Zaledwie 50 minut drogi samochodem od Prudnika można trafić do krainy śniegu w świątecznej atmosferze. Odwiedziliśmy czeską Karlovą Studankę.
Pierwszy śnieg w drodze znajdziemy zaledwie kilka kilometrów za granicą, na stokach Přičnego vrchu, czyli w okolicach sanktuarium Maria Hilf. Szosa osiąga tu jednak jeszcze ograniczoną wysokość 720 m n.p.m., stąd śniegu nie ma jeszcze tak wiele, jak u celu naszego wypadu.

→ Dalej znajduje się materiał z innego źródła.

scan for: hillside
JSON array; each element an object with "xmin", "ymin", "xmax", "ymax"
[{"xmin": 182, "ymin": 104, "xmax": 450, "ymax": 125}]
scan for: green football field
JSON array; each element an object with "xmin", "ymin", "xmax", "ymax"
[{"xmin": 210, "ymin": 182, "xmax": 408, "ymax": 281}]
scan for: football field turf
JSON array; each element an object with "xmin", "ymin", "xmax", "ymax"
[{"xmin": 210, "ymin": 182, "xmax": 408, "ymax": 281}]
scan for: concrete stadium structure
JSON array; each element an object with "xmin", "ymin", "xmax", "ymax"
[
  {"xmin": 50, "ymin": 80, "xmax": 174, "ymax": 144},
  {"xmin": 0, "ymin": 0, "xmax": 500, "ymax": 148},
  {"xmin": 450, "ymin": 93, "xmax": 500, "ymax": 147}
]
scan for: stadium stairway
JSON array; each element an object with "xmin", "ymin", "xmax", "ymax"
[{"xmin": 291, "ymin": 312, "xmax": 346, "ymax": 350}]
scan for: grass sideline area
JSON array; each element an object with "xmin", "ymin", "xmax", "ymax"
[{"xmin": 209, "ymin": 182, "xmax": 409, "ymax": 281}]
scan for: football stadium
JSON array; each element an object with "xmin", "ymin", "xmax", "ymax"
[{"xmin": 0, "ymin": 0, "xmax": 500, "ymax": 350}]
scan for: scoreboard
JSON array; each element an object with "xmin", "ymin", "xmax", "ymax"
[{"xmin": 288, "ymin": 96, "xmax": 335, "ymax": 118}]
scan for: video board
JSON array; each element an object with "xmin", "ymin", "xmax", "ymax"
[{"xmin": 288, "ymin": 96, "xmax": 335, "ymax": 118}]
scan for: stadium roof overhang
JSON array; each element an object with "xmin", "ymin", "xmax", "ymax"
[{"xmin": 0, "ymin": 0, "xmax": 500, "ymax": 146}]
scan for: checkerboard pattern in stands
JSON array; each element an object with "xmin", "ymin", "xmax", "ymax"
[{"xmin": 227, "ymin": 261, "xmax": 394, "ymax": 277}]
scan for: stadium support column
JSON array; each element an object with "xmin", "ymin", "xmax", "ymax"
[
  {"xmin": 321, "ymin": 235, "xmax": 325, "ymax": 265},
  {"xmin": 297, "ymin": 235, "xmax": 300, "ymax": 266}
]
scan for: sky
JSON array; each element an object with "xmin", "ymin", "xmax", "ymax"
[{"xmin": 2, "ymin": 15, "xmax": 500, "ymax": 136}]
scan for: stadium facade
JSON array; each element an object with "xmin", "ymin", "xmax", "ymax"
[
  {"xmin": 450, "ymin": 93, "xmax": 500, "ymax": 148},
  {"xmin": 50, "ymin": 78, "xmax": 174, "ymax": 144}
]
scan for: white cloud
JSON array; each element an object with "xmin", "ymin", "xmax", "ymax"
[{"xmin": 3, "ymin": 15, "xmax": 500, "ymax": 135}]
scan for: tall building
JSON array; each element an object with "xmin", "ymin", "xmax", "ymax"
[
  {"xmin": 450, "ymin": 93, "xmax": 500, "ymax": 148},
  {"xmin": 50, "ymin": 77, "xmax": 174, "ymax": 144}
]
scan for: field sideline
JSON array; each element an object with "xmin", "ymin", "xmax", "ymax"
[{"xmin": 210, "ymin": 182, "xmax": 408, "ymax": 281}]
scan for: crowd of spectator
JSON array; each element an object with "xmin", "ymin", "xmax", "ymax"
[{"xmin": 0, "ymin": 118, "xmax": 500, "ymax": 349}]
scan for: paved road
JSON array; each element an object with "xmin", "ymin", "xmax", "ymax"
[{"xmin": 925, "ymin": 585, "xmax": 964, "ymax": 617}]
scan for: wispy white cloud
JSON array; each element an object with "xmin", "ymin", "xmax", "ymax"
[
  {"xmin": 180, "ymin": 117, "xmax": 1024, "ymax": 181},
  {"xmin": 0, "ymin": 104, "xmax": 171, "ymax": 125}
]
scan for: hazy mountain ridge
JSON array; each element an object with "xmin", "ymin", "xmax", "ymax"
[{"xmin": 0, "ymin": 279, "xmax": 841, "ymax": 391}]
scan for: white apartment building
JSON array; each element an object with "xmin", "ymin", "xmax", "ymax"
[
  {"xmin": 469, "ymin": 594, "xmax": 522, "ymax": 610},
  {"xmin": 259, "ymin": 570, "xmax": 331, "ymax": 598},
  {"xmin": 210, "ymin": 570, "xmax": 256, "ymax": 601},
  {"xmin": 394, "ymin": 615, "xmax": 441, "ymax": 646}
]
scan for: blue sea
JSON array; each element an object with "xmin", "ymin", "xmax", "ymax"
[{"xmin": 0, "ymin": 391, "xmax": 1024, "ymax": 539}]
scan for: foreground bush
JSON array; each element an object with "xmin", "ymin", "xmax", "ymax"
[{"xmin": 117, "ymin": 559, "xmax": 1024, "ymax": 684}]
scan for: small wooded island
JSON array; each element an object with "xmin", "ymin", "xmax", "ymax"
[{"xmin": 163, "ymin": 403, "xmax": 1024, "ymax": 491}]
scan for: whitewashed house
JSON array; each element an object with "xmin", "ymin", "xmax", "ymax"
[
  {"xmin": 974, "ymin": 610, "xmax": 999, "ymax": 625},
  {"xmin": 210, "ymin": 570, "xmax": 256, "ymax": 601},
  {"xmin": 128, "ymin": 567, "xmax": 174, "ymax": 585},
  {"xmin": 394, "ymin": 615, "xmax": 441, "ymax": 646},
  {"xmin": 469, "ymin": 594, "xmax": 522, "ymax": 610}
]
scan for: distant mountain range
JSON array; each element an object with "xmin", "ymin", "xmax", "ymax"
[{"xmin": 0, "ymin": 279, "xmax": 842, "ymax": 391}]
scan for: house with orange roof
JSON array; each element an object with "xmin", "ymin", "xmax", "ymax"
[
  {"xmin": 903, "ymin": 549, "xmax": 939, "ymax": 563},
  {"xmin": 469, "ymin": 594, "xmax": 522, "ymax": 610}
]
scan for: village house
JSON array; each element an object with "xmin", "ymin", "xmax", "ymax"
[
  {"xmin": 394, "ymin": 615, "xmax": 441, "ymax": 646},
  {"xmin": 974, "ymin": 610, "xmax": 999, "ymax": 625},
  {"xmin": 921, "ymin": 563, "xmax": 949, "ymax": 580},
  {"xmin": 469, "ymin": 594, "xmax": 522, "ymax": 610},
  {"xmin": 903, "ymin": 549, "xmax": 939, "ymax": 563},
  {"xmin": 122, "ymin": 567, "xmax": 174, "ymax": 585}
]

Karlova Studanka położona jest w głębokiej dolinie Białej Opawy i na wysokości ok. 800 m n.p.m. Te dwie cechy sprawiają, że śnieg pojawia się tu stosunkowo szybko i późno topnieje. Miejscowe uzdrowisko, bazujące na węglanowej wodzie mineralnej powstało za sprawą Krzyżaków, którzy od 1620 r. byli posiadaczami tych okolic. W zdecydowanej większości budynki miejscowości, to drewniane domy zdrojowe, stawiane od końca XVIII w. do lat 30. XX w. Czechom udało się zachować architektoniczny charakter miejscowości, nie pozwalając na jej rozbudowę, czy powstanie nowych obiektów. To właśnie dzięki temu „zaniechaniu” miejscowość ma dziś niepowtarzalny charakter. Według gazety „The New York Times” wieś jest wśród 46. miejsc na świecie, które należy odwiedzić. Warto wiedzieć, że Studanka ma status samodzielnej gminy i liczy zaledwie 176 stałych mieszkańców.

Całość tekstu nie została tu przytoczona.